Nyong’o won best supporting actress for her “12 Years” portrayal of the tormented slave Patsey. The actress, who had been a charming and beautifully dressed presence on the Oscar campaign trail, dedicated her win to the spirit of the real Patsey, saying “It doesn’t escape me for one moment that so much joy in my life is thanks to so much pain in someone else’s.”
The 2014 Academy Awards honored an unusually diverse and strong slate of films. “Gravity” and “American Hustle,” David O. Russell’s farcical look at the Abscam scandal of the late 1970s, led the field with 10 nominations apiece, including best picture, but while Cuaron’s film saw its Oscar bids concentrated in the craft-oriented categories — it is only the fifth movie in Academy history to be nominated in all seven technical categories — “Hustle” saw all four of its key players nominated in the acting categories.
In the end, though, “Hustle” came away empty-handed. The film was expected to at least win best original screenplay, but that award went to writer-director Spike Jonze for “Her,” a touching fable about future shock and digital romance.

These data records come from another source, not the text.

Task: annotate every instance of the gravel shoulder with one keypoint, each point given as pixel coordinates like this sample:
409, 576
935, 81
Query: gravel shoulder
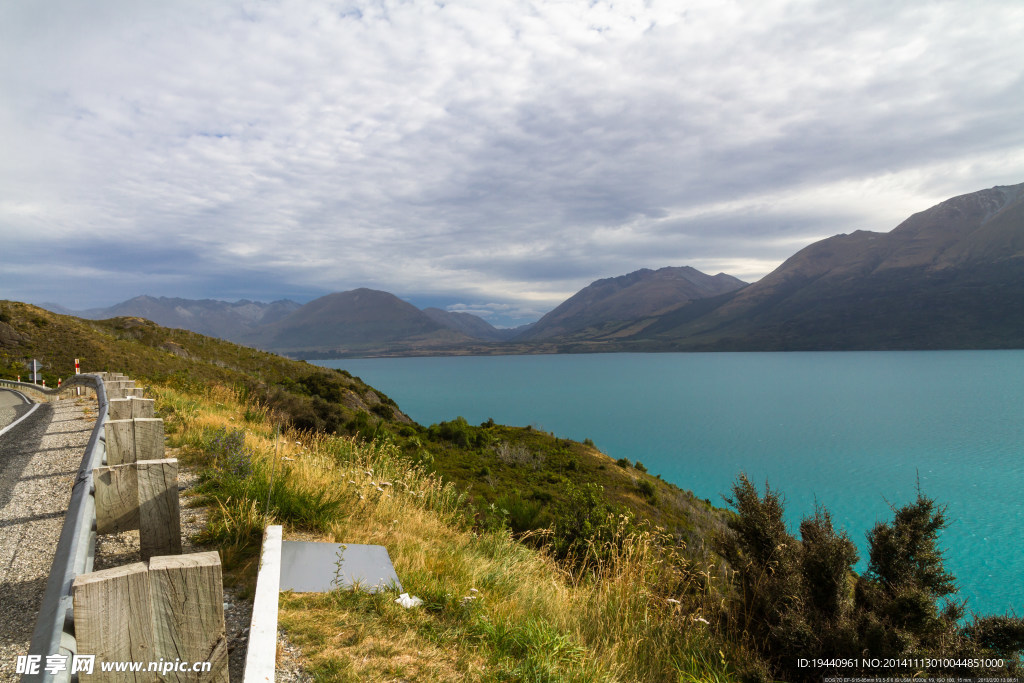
39, 460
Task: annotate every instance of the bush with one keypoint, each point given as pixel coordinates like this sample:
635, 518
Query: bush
647, 488
802, 599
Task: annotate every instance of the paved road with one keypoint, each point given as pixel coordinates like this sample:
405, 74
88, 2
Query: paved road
39, 460
11, 407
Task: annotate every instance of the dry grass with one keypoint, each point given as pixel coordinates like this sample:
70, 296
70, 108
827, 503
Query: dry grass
494, 608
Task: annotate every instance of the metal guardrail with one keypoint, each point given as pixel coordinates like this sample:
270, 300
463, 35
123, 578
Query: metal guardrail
54, 632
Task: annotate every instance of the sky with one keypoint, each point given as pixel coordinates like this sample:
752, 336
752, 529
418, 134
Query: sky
485, 156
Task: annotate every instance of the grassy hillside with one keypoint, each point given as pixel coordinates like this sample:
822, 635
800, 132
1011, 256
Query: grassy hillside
538, 558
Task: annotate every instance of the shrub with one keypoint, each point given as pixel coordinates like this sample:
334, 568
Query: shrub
647, 488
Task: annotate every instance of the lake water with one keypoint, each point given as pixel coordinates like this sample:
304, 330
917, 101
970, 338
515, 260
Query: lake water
855, 431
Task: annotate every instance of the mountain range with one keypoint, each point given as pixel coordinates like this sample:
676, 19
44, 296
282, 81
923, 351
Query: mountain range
950, 276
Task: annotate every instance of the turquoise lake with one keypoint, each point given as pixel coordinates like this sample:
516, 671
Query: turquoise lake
855, 431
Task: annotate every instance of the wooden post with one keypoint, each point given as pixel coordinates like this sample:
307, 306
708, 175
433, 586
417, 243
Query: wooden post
119, 409
117, 498
120, 436
148, 438
159, 511
113, 619
129, 440
142, 408
188, 613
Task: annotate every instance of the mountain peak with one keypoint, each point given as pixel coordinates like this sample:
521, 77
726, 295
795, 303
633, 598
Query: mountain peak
631, 297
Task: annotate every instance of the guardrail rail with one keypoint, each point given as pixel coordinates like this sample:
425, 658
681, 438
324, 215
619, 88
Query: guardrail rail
54, 632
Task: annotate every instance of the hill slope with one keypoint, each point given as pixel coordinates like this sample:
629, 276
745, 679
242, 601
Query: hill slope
951, 276
231, 321
642, 294
347, 321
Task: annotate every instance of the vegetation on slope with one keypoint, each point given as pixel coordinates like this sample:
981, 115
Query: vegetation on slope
538, 558
494, 609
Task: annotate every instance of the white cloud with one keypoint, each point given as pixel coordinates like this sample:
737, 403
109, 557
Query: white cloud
511, 151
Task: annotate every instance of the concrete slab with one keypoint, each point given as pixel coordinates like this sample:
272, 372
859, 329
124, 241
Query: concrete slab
318, 567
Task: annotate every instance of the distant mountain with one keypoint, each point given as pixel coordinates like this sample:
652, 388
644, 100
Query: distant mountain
207, 316
350, 321
469, 325
950, 276
626, 304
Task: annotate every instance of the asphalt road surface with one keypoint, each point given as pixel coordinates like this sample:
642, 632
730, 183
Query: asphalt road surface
11, 407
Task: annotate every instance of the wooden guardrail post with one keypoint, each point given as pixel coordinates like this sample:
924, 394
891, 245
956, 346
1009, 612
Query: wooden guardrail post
117, 498
159, 511
188, 612
142, 496
134, 439
113, 619
169, 611
130, 407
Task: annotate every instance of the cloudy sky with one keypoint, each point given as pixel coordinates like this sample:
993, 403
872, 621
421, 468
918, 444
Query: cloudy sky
493, 156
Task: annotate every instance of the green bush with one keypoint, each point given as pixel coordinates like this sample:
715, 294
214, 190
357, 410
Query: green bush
801, 599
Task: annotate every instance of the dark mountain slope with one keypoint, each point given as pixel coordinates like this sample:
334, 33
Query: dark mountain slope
951, 276
629, 298
471, 326
351, 319
207, 316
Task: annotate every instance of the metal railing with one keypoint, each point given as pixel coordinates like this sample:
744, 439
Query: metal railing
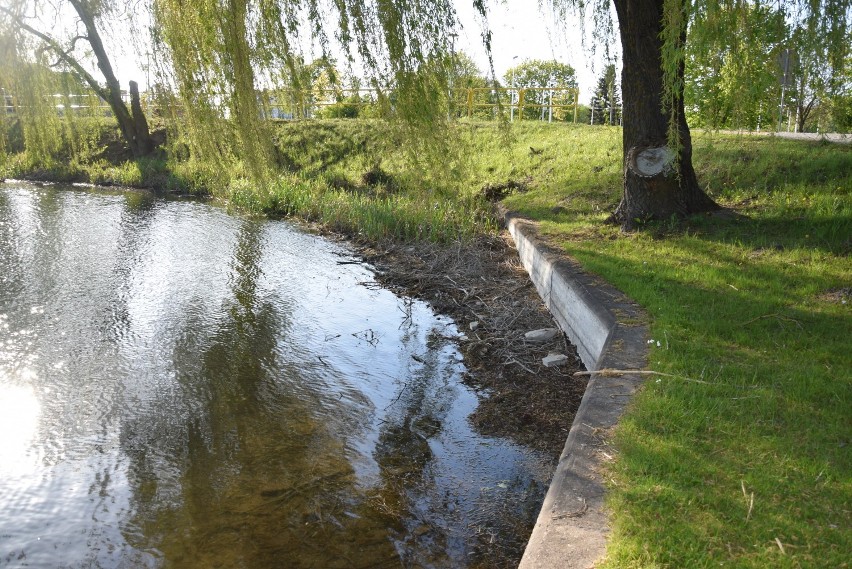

The year’s other major Oscar contender, “12 Years a Slave,” won three awards out of nine nominations. Based closely on the 1853 memoirs of Solomon Northup (British-born actor Chiwetel Ejiofor) — a free black pressed into slavery — the film is impeccably crafted and intentionally tough to watch, and it sparked a new national conversation about the legacy of America’s “peculiar institution.”
The Oscar for best animated feature went to “Frozen,” the box-office hit about sisterly rivalry; the film also won best original song, for the soaring “Let It Go.” The awards represent a resurgence for Walt Disney Animation Studios after years of laboring in the shadow of corporate stable mate Pixar. That company has won seven best animated feature Oscars since the category debuted in 2000; this year, it didn’t even have a nomination. “Mr. Hublot,” a sprightly CGI fantasy about a mechanical man and his robot dog, won best animated short.
In a very competitive field, “20 Feet From Stardom” won best documentary feature. The feel-good film about the great back-up singers of pop music history was an audience favorite, if not of pundits who hoped for a win for “The Act of Killing,” about Indonesian mass killings; Darlene Love, one of the featured singers in “20 Feet From Stardom,” was brought up by director Morgan Neville, and belted out her thanks with gospel-styled joy.
The Oscar for documentary short went to “The Lady in Number 6: Music Saved My Life,” about Alice Herz-Sommer, a 110-year-old Holocaust survivor. Herz-Sommer passed away last week, and director Malcolm Clarke dedicated the win to her memory. Denmark’s “Helium,” a sentimental story of a dying boy soothed by fantasy, won best live-action short.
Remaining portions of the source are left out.